Paratonnerre
- Détails
- Catégorie : Diabloguiste
- Publié le mercredi 24 janvier 2024 11:04
- Écrit par Claude Séné
Vous connaissez le principe du dispositif ingénieux inventé par Benjamin Franklin en 1752 à Philadelphie. Il consiste à installer une pointe métallique au sommet d’un édifice et de le relier à la terre afin de conduire la foudre jusqu’au sol, la rendant ainsi inoffensive pour les animaux ou les humains qui se trouveraient à proximité. C’est au fond ce que Gabriel Attal a tenté de faire hier à l’Assemblée nationale lors des questions au gouvernement posées par l’opposition. Le Premier ministre a accusé les députés qui l’interrogeaient sur les revendications des agriculteurs de « verser des larmes de crocodile » sur le sort des paysans, alors qu’ils seraient responsables de tous leurs maux, si on l’en croit.
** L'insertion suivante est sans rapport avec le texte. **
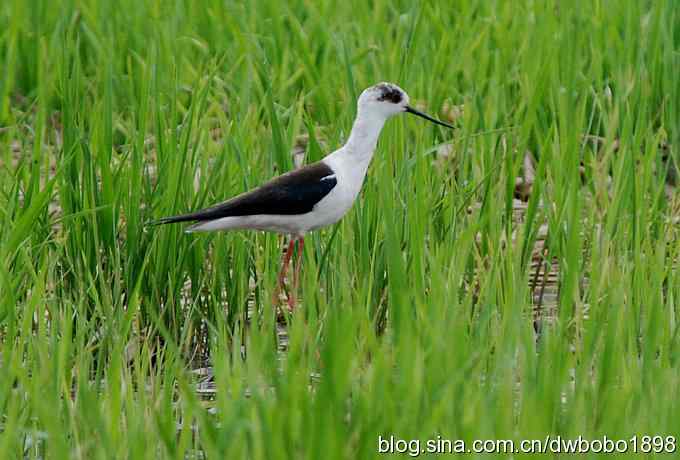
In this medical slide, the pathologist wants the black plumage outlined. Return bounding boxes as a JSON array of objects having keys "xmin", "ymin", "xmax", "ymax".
[
  {"xmin": 378, "ymin": 83, "xmax": 402, "ymax": 104},
  {"xmin": 151, "ymin": 161, "xmax": 338, "ymax": 224}
]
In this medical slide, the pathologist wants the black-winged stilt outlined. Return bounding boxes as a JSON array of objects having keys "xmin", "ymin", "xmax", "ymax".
[{"xmin": 151, "ymin": 83, "xmax": 453, "ymax": 309}]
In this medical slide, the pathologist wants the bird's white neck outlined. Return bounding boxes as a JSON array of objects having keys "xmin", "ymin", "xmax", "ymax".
[{"xmin": 344, "ymin": 110, "xmax": 386, "ymax": 165}]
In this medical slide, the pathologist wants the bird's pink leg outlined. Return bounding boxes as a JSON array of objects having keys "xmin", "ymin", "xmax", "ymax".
[
  {"xmin": 272, "ymin": 239, "xmax": 295, "ymax": 305},
  {"xmin": 288, "ymin": 237, "xmax": 305, "ymax": 311}
]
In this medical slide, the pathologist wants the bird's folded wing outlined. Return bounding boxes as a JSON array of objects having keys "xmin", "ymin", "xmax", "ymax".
[{"xmin": 154, "ymin": 161, "xmax": 337, "ymax": 224}]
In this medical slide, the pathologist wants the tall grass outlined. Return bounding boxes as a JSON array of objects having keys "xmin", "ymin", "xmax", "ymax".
[{"xmin": 0, "ymin": 0, "xmax": 680, "ymax": 459}]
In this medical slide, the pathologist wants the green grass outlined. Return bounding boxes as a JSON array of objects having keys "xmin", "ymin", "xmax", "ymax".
[{"xmin": 0, "ymin": 0, "xmax": 680, "ymax": 459}]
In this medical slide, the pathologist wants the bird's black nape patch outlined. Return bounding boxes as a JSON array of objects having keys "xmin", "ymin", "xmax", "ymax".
[{"xmin": 378, "ymin": 84, "xmax": 402, "ymax": 104}]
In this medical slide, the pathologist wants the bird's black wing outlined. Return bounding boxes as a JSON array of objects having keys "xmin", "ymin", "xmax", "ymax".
[{"xmin": 151, "ymin": 161, "xmax": 338, "ymax": 224}]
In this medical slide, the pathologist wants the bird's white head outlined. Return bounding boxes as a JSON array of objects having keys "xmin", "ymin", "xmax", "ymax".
[
  {"xmin": 357, "ymin": 82, "xmax": 409, "ymax": 118},
  {"xmin": 357, "ymin": 82, "xmax": 453, "ymax": 128}
]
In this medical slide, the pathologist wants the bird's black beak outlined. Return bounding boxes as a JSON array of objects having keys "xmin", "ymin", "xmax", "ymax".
[{"xmin": 404, "ymin": 105, "xmax": 455, "ymax": 129}]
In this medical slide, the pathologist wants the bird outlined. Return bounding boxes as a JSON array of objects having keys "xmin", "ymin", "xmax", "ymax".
[{"xmin": 149, "ymin": 82, "xmax": 454, "ymax": 311}]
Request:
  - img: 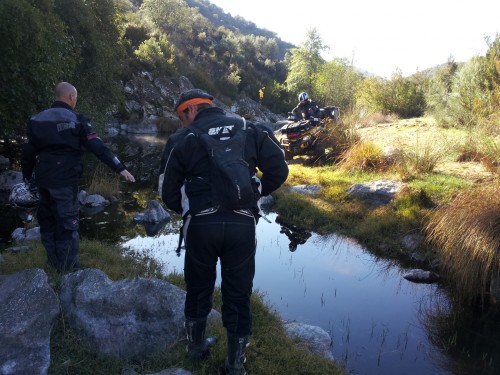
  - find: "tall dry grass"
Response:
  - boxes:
[426,181,500,305]
[340,141,389,171]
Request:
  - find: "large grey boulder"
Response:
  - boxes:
[347,180,404,206]
[59,269,185,359]
[0,268,59,375]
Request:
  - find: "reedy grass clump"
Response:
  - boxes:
[456,127,500,175]
[426,184,500,303]
[275,164,463,255]
[0,239,344,375]
[340,141,389,171]
[393,135,443,180]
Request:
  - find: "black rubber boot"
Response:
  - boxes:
[225,333,248,375]
[184,318,217,360]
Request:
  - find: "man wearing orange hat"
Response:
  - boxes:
[160,89,288,375]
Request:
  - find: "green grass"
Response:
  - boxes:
[0,239,345,375]
[275,164,471,255]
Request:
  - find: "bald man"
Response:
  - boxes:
[21,82,135,272]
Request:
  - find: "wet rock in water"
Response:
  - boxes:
[78,190,109,208]
[403,269,441,284]
[290,184,321,194]
[284,322,334,360]
[347,180,404,206]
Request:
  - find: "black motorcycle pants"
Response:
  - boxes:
[184,212,257,337]
[37,186,80,271]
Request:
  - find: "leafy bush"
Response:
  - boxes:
[0,0,79,138]
[357,71,426,118]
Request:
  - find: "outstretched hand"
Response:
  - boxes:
[120,169,135,182]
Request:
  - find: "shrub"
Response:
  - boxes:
[340,141,387,171]
[319,120,360,161]
[393,136,443,179]
[426,183,500,303]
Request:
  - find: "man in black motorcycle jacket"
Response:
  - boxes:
[291,92,320,121]
[160,89,288,375]
[21,82,135,271]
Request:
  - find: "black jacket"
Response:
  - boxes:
[160,107,288,214]
[292,99,320,120]
[21,101,125,188]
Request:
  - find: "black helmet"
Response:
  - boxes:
[299,91,309,101]
[174,89,214,112]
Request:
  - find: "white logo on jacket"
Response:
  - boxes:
[208,125,234,135]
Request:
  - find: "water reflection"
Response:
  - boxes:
[123,213,449,375]
[0,193,500,375]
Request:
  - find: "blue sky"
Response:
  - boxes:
[209,0,500,77]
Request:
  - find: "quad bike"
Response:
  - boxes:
[274,106,340,160]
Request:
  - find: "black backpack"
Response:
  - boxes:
[190,119,259,210]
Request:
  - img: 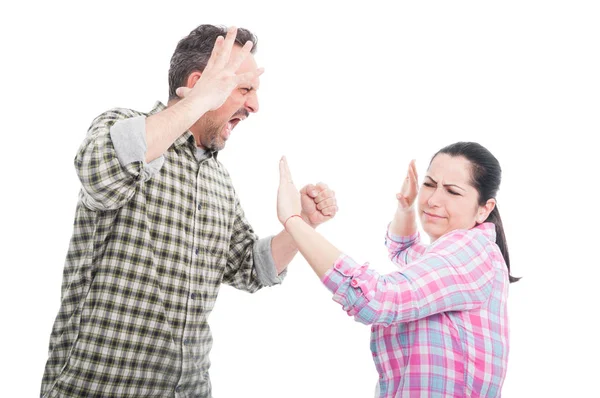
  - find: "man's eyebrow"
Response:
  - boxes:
[425,176,466,192]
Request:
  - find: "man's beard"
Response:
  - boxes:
[201,108,249,152]
[202,121,225,152]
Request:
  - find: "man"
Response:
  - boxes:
[41,25,337,397]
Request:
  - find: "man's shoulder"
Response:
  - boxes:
[92,108,147,126]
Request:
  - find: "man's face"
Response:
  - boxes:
[190,45,260,151]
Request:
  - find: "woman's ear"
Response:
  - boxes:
[477,199,496,224]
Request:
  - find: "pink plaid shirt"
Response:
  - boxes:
[323,223,508,397]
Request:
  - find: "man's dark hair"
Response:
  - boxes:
[169,25,258,100]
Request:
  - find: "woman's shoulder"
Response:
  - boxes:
[428,223,496,262]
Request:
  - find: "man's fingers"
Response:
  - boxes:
[300,184,319,199]
[315,188,335,204]
[321,206,339,217]
[225,40,254,73]
[279,157,286,185]
[215,26,237,70]
[204,36,225,72]
[317,198,335,210]
[317,182,329,191]
[279,156,293,183]
[235,68,265,87]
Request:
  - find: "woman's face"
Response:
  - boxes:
[418,154,495,242]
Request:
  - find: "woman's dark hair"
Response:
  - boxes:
[430,142,521,283]
[169,25,258,100]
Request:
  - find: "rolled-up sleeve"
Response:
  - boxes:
[223,196,285,293]
[254,236,287,286]
[322,230,495,325]
[75,110,164,211]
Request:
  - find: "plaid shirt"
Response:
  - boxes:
[323,223,508,398]
[41,102,282,398]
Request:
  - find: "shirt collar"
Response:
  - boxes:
[473,222,496,242]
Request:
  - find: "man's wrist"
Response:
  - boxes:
[300,213,320,229]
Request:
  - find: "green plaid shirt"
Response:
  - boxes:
[41,102,283,398]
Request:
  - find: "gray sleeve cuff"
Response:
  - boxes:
[110,116,165,180]
[253,236,287,286]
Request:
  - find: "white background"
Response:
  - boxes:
[0,0,600,398]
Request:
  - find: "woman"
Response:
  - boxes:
[277,142,517,397]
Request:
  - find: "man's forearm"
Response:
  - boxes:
[271,230,298,274]
[146,97,208,163]
[390,208,417,236]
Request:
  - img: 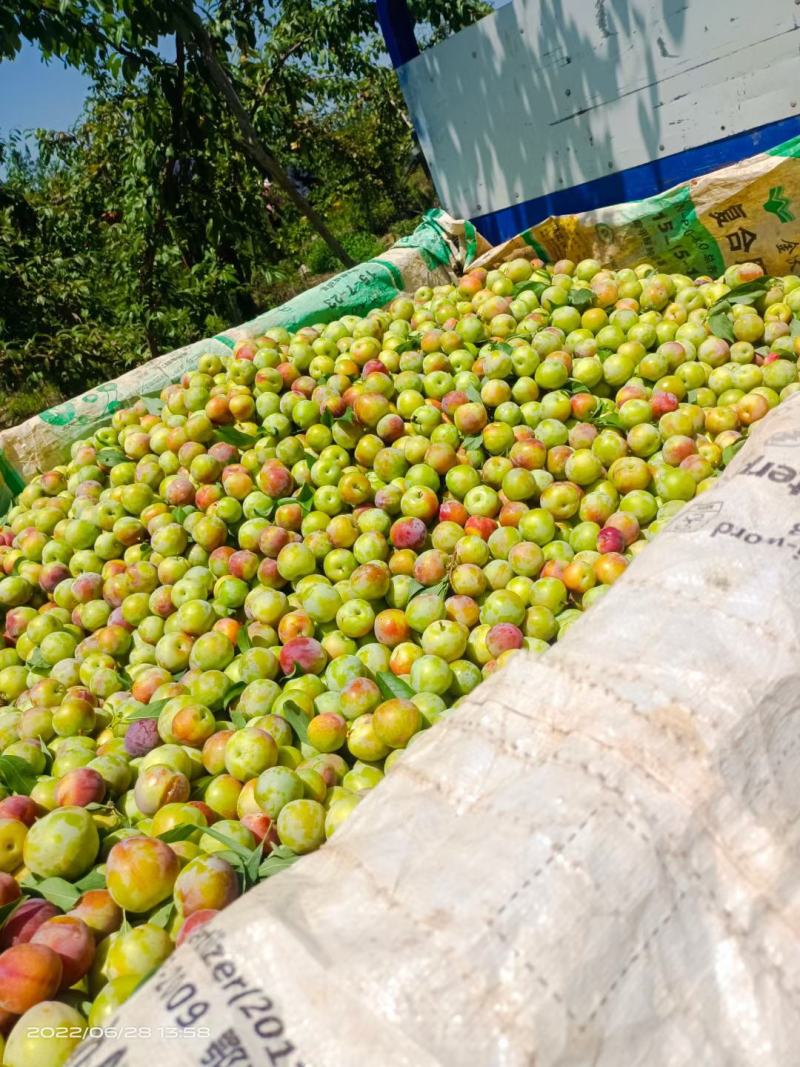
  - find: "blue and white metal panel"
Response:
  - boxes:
[379,0,800,241]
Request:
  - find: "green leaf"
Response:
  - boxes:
[26,649,52,676]
[711,274,777,310]
[706,300,736,345]
[20,878,81,911]
[0,896,28,927]
[194,826,251,862]
[75,867,106,893]
[244,842,263,886]
[258,845,300,878]
[406,578,428,604]
[147,901,176,930]
[395,333,420,355]
[566,289,594,312]
[97,448,128,471]
[214,426,258,448]
[592,411,627,433]
[722,437,747,466]
[0,755,38,796]
[428,578,450,600]
[279,700,308,742]
[462,433,483,451]
[511,278,550,300]
[172,504,197,526]
[123,697,171,722]
[375,670,414,700]
[222,678,247,708]
[158,823,200,845]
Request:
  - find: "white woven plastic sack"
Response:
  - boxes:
[74,398,800,1067]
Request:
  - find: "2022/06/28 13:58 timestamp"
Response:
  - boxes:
[28,1026,211,1041]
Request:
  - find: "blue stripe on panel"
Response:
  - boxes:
[469,115,800,244]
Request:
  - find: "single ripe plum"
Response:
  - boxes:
[0,942,62,1015]
[23,808,100,881]
[277,799,325,855]
[174,856,240,917]
[103,923,175,982]
[67,889,123,941]
[30,915,95,989]
[106,837,180,914]
[0,897,60,949]
[175,908,220,947]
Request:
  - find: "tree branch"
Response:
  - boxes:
[175,12,354,267]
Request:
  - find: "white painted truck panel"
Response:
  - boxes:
[398,0,800,218]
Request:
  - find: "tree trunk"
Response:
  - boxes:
[179,16,354,267]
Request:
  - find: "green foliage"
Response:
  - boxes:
[0,0,489,413]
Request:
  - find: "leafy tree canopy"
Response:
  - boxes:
[0,0,491,416]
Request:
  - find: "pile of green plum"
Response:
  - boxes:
[0,258,800,1067]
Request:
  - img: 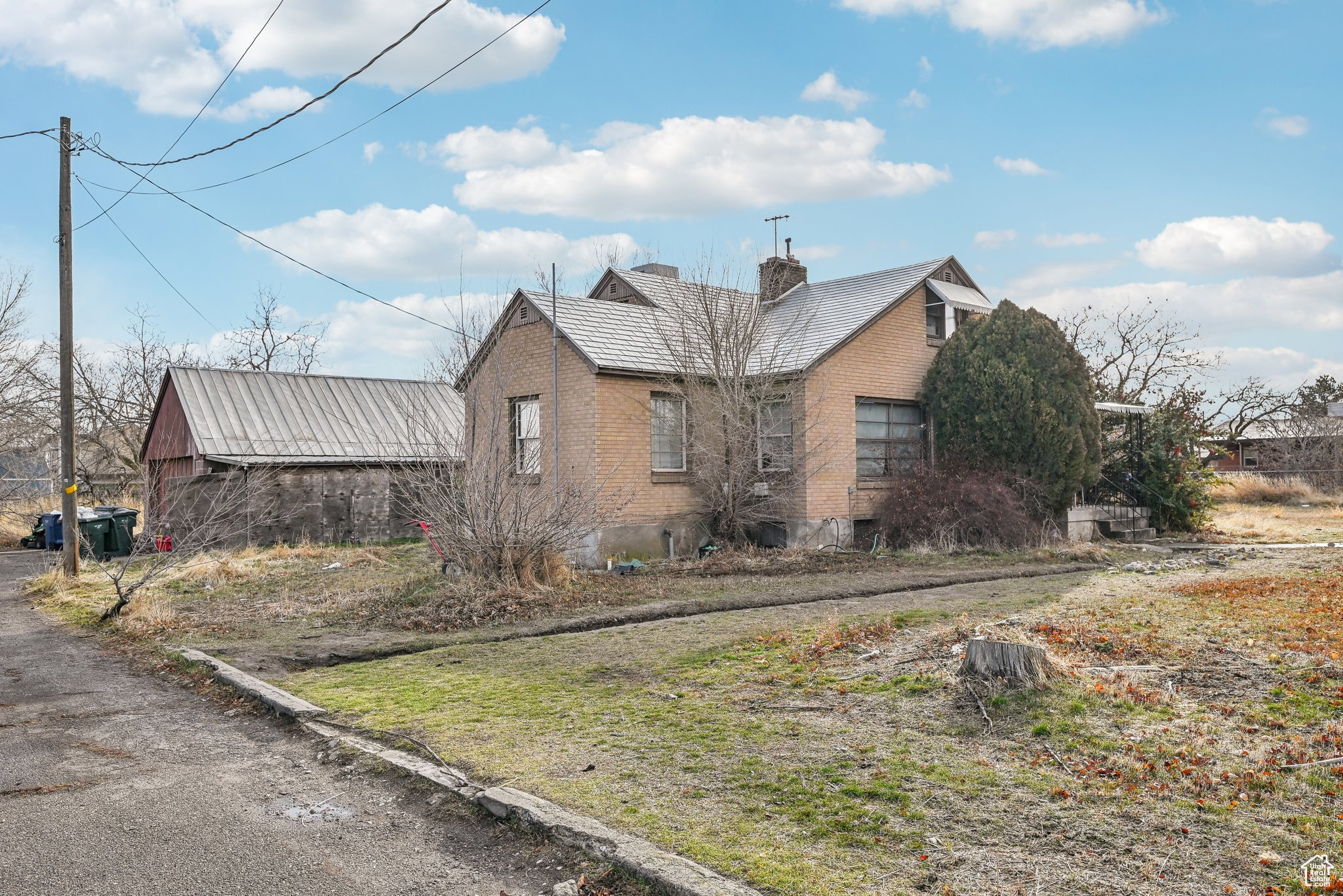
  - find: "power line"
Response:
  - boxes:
[0,128,59,140]
[76,0,551,196]
[81,146,471,338]
[75,0,285,233]
[100,0,452,170]
[75,174,219,330]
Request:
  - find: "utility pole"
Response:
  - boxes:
[542,262,560,511]
[59,117,79,576]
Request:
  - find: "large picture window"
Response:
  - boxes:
[856,398,923,480]
[652,395,685,473]
[756,399,792,471]
[509,395,541,476]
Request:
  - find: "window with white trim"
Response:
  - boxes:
[650,395,685,473]
[756,399,792,471]
[509,395,541,476]
[854,398,924,480]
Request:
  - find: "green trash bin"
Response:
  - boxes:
[79,515,117,560]
[94,505,140,558]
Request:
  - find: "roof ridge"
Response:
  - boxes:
[168,364,451,388]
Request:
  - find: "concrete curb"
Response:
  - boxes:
[177,650,327,718]
[304,720,760,896]
[178,649,761,896]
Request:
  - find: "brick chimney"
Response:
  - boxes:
[760,237,807,302]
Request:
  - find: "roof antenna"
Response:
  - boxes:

Le Premier ministre s’en est pris à tour de rôle aux écologistes, à la France insoumise et au Rassemblement national, pour des raisons différentes ayant pour point commun de vouloir détourner l’attention de la politique menée depuis 2017 par l’ancienne majorité réduite maintenant à la portion congrue, sans détruire totalement son pouvoir de nuisance grâce à une constitution malléable. À qui Gabriel Attal espère-t-il faire croire que la condition paysanne qui s’est précarisée encore plus du fait de la politique voulue par le président Macron, serait due aux manifestations écologistes contre les projets de mégabassines telles que celle de Sainte-Soline ? et de qui se moque-t-il en tançant les opposants aux projets de fermes de taille démesurée ? Jusqu’au Rassemblement national, critiquable sur bien d’autres sujets, et de plus sérieux, qu’il accuse d’être responsable du Brexit, et donc de la crise de la pêche française par ricochet. Soyons donc sérieux quelques minutes. Pour habile qu’elle soit, cette manœuvre de diversion est surtout destinée à amuser la galerie en dirigeant la colère paysanne contre des boucs émissaires, plus qu’à convaincre les agriculteurs eux-mêmes.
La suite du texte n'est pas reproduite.